松井孫右衛門人柱堤のケヤキ
ニレ科/ケヤキ
宮川堤公園の最上流部に松井孫右衛門人柱堤があり、延長約200mほどある。この堤防の両方の法面(のりめん)のほぼ中間部には、高木の落葉広葉樹のケヤキ、ムクノキ、エノキ、カラスザンショウの太い木が育つ。幹周囲200cmの太い木は30本はある。このうち最大の木は幹周囲560cm、樹高28mのケヤキ。堤防上の天端幅(てんばはば)は今の車走れる幅はないが、昔の人の人力ででは大工事であったと思われる。また、堤防の法面に高木を植えるのが常識だったかもしれない。かつて薩摩藩が造った木曽三川工事の油島でも千本松原が残っている。
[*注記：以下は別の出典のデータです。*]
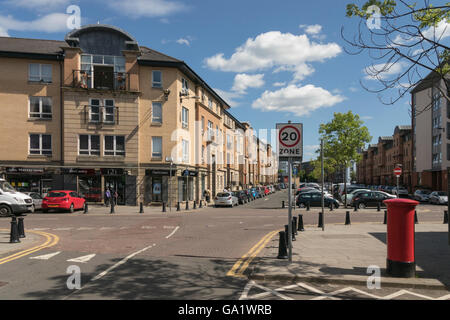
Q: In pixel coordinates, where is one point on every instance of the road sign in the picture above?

さて、この松井孫右衛門人柱堤は、寛永10年(1633)、度重なる洪水の被害を見かねた宮川ほとりの庄屋・松井孫右衛門は、自ら人柱 となって宮川を鎮めようと思い立ち、生きながら堤防の下に埋められたという。
人々は、川の猛威から田畑や家を守ろうと何度も堤防を築いたが、洪水のたびに壊された。この庄屋が人柱となって以来、中島側の堤が決壊したことはないという。掃守社跡地には「松井孫右衛門人柱堤の碑」があり、8月25日にはその遺徳を偲ぶ命日祭が行われる。俳人・山口誓子は「孫右衛門西向き花のここ浄土」と詠んでいる。